Shirley Chisholm, W.E.B. Dubois, Martin Luther King Jr., Marcus Garvey, Rosa Parks, John Johnson, Fred Hampton, Ida B. Wells. They were among the most brilliant and influential people involved in the desegregation effort and the founding of the Black Power Movement. Desegregating the schools in the South, fighting to pass the Voting Rights Bill of 1965, assuring that water fountains could be used by anyone who was thirsty, regardless of race, were crowning achievements of the movement.

However, the general consensus is that youth today have little or no appreciation for their efforts. Whatever the reason, the level of passion for civil rights seems to have been re-directed.

According to 25-year-old Governor State University graduate student Gloria Robinson, who is studying elementary education, young people have either forgotten the important lessons learned from the Civil Rights Movement or take them for granted.

“Black kids just don’t have any appreciation for the work their ancestors did so that they can be educated,” said Robinson. “They come to class, argue, cuss, fight. Some days I feel more like a disciplinarian than a teacher. I sometimes wonder, do they know what their grandparents had to endure for them to be here?”

Robinson,the youngest of four children, grew up in the south suburb of Markham, but her parents, who are both in their 60s told her about their experiences during the civil rights struggles in the South.

“My mother grew up in Arkansas at a time when, if you walked down the wrong street, you might not be coming home,” said Robinson. “My dad lived in predominantly black Oxford, Miss., where the same basic rule of staying on your side of the fence applied.”

Robinson said that while the school has a mandate to educate youth about civil rights, it must begin at home.

“Parents need to let their children know how important these people were to moving our country to where it is now. We need more black males in the classrooms teaching our history and more cohesive families at home driving these lessons home.”

The feeling that Civil Rights should be transferred from parent to child was also echoed by Katherine Freeman, a 24-year-old University of Illinois graduate student.

“Young people don’t think about the movement because they don’t have to think about it,” said Freeman, who is a community health major.

“Parents need to sit them down and tell them how important this time in our history was-because we want to show them what is possible in their own academic and social endeavors.”

Freeman is a native of Rantoul, born to an African-American father and Panamanian mother. She says she faced identity issues early in life, wondering where she would fit in at her nearly all-white Catholic high school.
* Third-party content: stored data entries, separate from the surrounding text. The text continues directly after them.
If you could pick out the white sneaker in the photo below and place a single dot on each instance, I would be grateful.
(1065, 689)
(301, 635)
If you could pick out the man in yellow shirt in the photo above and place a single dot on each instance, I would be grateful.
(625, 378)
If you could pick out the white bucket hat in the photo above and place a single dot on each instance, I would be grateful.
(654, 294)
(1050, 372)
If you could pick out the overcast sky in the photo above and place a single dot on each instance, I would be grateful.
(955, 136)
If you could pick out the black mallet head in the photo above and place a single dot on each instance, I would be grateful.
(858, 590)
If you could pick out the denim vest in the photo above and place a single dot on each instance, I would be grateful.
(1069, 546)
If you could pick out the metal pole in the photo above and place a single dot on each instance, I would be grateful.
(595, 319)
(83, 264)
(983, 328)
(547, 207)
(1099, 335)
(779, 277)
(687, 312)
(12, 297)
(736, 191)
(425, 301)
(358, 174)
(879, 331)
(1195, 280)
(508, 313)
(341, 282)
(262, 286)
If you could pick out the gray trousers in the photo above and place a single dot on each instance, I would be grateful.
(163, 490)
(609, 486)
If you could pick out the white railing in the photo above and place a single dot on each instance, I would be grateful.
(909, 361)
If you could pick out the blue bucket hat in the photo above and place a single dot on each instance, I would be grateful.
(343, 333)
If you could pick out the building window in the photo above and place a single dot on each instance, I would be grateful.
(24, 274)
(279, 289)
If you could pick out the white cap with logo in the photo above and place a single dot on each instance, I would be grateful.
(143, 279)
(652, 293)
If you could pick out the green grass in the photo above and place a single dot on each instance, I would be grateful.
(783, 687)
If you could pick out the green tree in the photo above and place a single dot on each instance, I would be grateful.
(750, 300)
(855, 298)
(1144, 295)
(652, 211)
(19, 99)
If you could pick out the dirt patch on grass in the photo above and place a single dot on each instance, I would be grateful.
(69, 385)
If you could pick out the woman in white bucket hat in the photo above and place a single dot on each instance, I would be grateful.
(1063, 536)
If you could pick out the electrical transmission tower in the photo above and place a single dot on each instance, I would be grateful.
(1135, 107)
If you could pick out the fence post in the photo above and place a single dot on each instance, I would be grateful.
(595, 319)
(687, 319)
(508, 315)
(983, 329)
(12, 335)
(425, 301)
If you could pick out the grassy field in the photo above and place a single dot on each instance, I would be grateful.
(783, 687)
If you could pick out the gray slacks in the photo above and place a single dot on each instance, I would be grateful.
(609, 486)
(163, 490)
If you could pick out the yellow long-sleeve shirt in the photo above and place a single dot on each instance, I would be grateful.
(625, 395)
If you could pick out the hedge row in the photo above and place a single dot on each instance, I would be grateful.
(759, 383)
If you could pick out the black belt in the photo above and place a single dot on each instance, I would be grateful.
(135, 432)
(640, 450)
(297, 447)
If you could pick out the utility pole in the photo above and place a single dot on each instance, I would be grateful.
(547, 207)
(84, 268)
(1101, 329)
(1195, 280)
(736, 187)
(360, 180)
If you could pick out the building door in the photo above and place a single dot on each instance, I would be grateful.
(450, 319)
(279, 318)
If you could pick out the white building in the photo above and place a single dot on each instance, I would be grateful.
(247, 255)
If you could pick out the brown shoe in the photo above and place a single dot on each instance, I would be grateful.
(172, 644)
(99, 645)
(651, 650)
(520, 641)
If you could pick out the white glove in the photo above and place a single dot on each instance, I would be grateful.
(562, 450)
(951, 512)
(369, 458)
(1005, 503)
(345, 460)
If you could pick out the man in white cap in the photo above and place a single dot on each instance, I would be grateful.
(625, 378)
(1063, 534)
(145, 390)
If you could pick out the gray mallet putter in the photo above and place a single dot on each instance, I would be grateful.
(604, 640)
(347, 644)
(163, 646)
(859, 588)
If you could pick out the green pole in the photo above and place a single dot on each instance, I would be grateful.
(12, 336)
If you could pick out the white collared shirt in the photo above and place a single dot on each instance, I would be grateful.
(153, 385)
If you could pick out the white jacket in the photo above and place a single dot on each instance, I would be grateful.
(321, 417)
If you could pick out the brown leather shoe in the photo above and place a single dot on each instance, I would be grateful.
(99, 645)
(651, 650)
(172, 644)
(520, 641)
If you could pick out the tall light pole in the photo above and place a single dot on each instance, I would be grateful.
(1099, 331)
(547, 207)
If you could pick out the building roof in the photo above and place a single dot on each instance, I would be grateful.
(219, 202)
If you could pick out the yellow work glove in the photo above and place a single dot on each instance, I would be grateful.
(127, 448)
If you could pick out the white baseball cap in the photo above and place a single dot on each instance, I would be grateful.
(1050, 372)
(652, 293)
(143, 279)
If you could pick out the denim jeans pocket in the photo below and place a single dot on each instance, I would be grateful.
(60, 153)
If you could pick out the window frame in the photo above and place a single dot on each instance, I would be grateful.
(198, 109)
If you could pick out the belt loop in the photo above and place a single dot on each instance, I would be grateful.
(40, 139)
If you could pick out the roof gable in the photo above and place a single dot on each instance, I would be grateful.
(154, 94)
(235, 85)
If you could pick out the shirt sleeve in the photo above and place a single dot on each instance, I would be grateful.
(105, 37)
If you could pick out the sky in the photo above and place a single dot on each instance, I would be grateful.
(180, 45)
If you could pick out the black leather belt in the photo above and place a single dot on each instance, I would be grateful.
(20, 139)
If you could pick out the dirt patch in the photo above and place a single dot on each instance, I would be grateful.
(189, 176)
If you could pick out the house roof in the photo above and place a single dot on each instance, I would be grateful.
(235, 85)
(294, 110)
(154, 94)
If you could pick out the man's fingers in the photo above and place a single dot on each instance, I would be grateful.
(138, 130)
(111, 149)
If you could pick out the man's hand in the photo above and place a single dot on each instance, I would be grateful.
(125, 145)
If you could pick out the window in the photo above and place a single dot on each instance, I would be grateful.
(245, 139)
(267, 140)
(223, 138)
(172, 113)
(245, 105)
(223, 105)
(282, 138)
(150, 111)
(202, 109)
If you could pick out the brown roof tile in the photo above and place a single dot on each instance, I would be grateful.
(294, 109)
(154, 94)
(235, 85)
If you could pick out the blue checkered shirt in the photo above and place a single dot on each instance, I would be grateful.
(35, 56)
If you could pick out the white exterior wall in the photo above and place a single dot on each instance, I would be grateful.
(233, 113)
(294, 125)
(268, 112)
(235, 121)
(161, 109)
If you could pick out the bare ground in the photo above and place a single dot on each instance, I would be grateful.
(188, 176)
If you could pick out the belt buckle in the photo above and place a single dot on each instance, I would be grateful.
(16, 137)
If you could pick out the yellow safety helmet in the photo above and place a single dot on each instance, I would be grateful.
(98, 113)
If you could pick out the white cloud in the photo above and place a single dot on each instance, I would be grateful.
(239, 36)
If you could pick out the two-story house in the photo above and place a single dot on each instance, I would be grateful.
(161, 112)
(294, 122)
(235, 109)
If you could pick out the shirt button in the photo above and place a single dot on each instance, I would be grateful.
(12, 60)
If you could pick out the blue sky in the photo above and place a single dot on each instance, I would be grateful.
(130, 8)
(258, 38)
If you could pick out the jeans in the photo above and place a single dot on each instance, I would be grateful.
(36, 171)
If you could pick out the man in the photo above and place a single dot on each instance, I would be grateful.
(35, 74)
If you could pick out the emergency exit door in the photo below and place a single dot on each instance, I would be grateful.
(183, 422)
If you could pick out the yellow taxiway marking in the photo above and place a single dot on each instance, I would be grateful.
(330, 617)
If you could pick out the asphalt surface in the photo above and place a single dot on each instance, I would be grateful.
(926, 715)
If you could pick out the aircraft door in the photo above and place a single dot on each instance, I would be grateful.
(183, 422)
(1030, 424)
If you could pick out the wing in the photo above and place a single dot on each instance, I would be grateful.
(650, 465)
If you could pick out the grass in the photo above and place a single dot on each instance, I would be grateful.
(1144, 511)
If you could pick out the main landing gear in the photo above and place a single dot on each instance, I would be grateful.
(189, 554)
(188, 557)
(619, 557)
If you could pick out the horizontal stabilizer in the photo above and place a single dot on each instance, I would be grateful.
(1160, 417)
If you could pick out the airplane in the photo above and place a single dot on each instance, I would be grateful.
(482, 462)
Her parents were instrumental in helping her embrace her diverse heritage, while also learning as much as she could about her African ancestry.

“In high school I began reading prose of African-American leaders like Thurgood Marshall, and it really opened my eyes to the greatness of my people,” said Freeman. “I think if more of our youth were encouraged to learn as much as they can about their history, they would have to have more appreciation for the movement because they would know the why, when, where and how. I believe the more informed they are about these days, the more they will appreciate what they have now.”

“I think if the youth have lost sight of the lessons of the Civil Rights Movement, it’s because we don’t have the same ‘we’re in this together’ attitude that we once had,” said Eliot Hines, a 21-year-old history major at Chicago State University. “Perhaps it’s because of the change in the family dynamic, more single family homes. However, I definitely feel that it has been not so much forgotten, but less appreciated.”

Hines says his initial introduction to civil rights occurred at a young age when his father, who grew up in Memphis in the ’50s, began telling him stories of his experiences with racism.

“My father told me how at a young age, he had a cop stop him and threaten him with a gun because he was in the wrong area, and he was only eight,” said Hines. “When Dad was telling me this story, all I could think about was why? Why would someone not like you because of the color of your skin? It made no sense then and probably even less sense now.

“We need more youth scholars to sit down with our youth and impart this same knowledge to them,” said Hines. “We need to let them know that these leaders’ efforts are appreciated and that we have not overlooked them. It will take the same level of community organization that birthed the movement, but it can be done.”